A haulier recently told me that from Maigatari (in Jigawa State), Babban Mutum and Kongolam (in Katsina), there are no fewer than 30 border outposts where officers wave down passing motorists to collect kickbacks. This has resulted in creating more alternate routes where hauliers circumvent border posts.
To fully understand the level of corruption in our border guards, go to the length and width of the borderline between, say, Daura and Babban Mutum. You will easily see bits of laterite earth inlets going north, where these illegal hauliers transport goods in cars and trucks to avoid sandy earth on their way to Magaria in the Niger Republic.
In the midst of this, the new Nigeriene President, Bazoum Mohammed, introduced a free trade route-policy for the teeming youth. Formerly, Niger operated a protectionist economic policy under former President Tandja Muhammadu. Then, importing goods, especially petroleum products, was prohibited, and culprits were duly punished under strict laws. But, don’t forget that Niger, like its counterpart, also exports petroleum products.
Mr Bazoum, I think, implements his free trade policy, where youth are allowed to import goods from Nigeria due mainly to socio-political issues in the neighbouring countries; the raging civil war in Libya and insurgency in Nigeria and Mali. The President wants crime-free youth. Moreover, issues surrounding his election. He was labelled a Western stooge before his election. His policy might have changed that perception.
The free trade policy has given thousands of youth free access to illegally enter Nigeria, buy these products at a subsidized price as we buy, and export them on motorbikes to sell at a higher price. It’s indeed a gain.
You see them in our filling stations with jerricans queuing for the products daily. The spectre from the filling station to their convoy with a load of jerricans inside huge sacks, their high-velocity speed is so chaotic. They create a scene. Cases of collisions among motorcyclists, knocking down passersby, especially children, result in massive injuries and deaths. Wàllahi, there’s nothing like a border in those areas, only passages!

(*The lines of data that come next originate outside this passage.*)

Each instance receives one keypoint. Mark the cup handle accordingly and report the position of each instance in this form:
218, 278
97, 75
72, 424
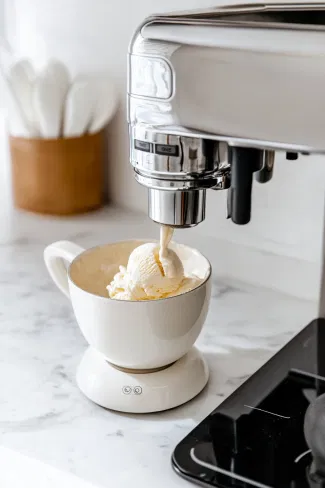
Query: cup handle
54, 256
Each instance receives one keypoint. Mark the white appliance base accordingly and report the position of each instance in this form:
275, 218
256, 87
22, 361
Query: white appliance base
142, 393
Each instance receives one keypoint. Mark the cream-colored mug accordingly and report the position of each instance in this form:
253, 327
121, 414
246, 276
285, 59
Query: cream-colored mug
134, 335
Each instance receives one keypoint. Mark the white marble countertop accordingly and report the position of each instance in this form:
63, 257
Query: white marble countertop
43, 414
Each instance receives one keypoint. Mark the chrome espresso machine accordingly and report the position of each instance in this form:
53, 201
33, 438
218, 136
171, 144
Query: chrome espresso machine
212, 96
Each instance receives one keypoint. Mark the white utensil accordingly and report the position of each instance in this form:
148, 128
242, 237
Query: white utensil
21, 77
17, 124
79, 107
105, 104
50, 91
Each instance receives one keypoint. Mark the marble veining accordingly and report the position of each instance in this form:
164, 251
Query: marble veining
43, 414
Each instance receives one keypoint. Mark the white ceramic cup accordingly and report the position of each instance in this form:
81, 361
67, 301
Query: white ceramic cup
135, 335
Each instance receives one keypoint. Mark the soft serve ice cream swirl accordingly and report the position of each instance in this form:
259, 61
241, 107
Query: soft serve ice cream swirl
153, 271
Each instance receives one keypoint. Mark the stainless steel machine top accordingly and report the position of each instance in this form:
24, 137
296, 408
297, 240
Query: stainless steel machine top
212, 94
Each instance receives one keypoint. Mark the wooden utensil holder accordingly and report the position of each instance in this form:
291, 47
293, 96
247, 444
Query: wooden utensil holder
58, 176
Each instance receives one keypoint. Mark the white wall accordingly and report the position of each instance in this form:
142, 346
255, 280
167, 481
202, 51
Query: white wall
94, 35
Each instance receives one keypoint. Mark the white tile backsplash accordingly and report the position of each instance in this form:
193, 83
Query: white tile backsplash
288, 212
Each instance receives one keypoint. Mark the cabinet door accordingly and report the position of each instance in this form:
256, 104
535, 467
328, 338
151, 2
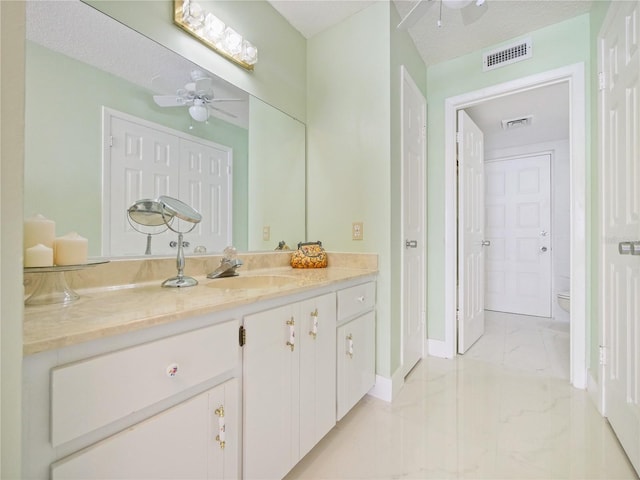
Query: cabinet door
317, 321
177, 443
356, 361
270, 391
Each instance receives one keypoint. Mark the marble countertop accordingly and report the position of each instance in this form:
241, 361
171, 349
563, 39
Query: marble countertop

In addition, daily cases of traversing over the people’s farmlands by these marauding smugglers (because they don’t tread normal paths) pose a threat to possible tillage erosion. Their constant comings and goings leave no hope for agricultural sustainability.
Recently, smuggling has reached another dimension. Gendarmes in Niger have apprehended smugglers with huge caches of armaments trying to cross the border. Villagers discovered a cache of arms near Daɗin Sarki in Niger. Those who had kept the cache were possibly waiting for the cover of night to take it into Nigeria – a dumping ground for every malfeasance.

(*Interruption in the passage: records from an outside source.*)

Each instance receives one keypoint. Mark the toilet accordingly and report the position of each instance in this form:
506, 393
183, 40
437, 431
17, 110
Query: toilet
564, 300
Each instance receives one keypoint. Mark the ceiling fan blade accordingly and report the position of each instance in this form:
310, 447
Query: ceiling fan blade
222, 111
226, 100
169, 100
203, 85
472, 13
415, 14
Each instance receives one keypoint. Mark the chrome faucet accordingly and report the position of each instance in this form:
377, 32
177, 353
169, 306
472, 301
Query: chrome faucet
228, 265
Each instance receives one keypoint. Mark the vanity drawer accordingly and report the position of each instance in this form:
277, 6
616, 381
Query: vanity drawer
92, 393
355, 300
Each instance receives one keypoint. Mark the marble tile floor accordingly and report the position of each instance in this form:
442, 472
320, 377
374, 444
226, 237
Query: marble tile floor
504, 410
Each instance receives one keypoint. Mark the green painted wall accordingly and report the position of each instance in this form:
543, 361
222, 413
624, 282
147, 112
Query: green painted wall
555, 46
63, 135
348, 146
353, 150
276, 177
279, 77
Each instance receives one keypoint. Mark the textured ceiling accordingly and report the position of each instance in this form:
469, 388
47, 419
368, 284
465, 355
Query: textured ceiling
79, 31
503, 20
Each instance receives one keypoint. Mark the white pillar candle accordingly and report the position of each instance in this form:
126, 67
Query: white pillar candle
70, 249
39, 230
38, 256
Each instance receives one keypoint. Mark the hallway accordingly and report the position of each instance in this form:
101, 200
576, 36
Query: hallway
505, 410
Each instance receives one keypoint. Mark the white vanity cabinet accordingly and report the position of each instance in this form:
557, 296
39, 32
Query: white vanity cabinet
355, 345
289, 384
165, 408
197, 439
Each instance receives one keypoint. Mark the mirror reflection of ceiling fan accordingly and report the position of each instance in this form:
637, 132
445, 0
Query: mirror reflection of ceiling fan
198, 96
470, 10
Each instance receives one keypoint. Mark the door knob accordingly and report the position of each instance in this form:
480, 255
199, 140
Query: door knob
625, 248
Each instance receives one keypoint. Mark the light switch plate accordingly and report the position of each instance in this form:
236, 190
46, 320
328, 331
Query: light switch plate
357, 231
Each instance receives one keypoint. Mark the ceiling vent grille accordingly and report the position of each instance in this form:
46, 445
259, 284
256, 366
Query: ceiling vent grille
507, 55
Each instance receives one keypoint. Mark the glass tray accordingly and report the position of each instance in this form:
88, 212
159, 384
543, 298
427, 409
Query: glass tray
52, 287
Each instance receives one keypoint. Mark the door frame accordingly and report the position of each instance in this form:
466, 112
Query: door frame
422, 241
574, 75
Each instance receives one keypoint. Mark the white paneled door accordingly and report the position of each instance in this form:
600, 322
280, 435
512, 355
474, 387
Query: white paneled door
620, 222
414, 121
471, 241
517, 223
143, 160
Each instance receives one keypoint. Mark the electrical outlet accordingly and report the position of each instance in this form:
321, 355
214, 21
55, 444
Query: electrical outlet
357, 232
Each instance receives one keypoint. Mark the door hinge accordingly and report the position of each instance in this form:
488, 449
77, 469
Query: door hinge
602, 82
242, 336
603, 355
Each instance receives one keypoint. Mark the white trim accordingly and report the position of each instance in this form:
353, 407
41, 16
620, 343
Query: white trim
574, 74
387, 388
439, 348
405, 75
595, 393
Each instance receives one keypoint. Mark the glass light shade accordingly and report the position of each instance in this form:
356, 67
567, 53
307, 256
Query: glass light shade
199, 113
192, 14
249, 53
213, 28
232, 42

The clip of the arms is still viral on the WhatsApp application. Now I retrospectively see sense in former President Trump’s border wall with Mexico in order to evade criminals. Likewise, it’s high time Nigeria erected a border wall with Niger because their leaders, like their French counterparts, stocked in an international conspiracy, are after their country’s survival than the stability of Nigeria.

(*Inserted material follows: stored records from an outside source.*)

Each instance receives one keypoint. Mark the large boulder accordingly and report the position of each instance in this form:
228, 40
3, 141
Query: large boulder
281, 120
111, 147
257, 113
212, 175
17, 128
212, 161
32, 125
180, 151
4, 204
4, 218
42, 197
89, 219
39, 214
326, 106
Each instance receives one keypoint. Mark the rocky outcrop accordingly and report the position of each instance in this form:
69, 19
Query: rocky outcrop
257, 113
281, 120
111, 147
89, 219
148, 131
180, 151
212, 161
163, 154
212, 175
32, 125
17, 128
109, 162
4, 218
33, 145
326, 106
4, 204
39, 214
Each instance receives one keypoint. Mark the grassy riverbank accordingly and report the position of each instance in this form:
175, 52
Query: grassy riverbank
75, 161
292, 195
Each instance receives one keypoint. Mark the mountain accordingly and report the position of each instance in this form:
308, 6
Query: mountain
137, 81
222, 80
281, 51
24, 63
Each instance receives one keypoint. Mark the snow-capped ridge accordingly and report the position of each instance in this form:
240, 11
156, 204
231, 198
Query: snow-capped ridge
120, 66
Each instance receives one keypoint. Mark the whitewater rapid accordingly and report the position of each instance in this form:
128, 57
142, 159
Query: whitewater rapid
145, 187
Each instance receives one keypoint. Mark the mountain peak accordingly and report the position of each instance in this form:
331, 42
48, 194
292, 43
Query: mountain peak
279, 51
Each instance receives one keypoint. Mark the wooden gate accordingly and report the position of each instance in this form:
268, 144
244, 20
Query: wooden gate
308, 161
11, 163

Nigeria misses millions of Naira in revenue from closing its borders and the hauliers’ ploys. When you tell the government this sad reality, some government economic mouthpieces put forward classroom economic theories to defend their economic policies. To understand this point, visit an excise office in the outskirts of Magaria in the Niger Republic and see lines of cars and trucks with loads of Nigerian goods. You will swear they all pass through the sky – alas, they pass through alternate routes that are discovered and explored by Nigeriene motorists and their local guides after the border closure.
The recent surge in kidnappings in Gumel and Suletankarkar in Jigawa State is a pointer to a grim future. However, there’s more to this border issue than meets the eye. It’s high time authorities in Nigeria nipped it in the bud before the Nigeria-Niger border becomes a threat not only to Nigeria but Africa. May we see a better Nigeria.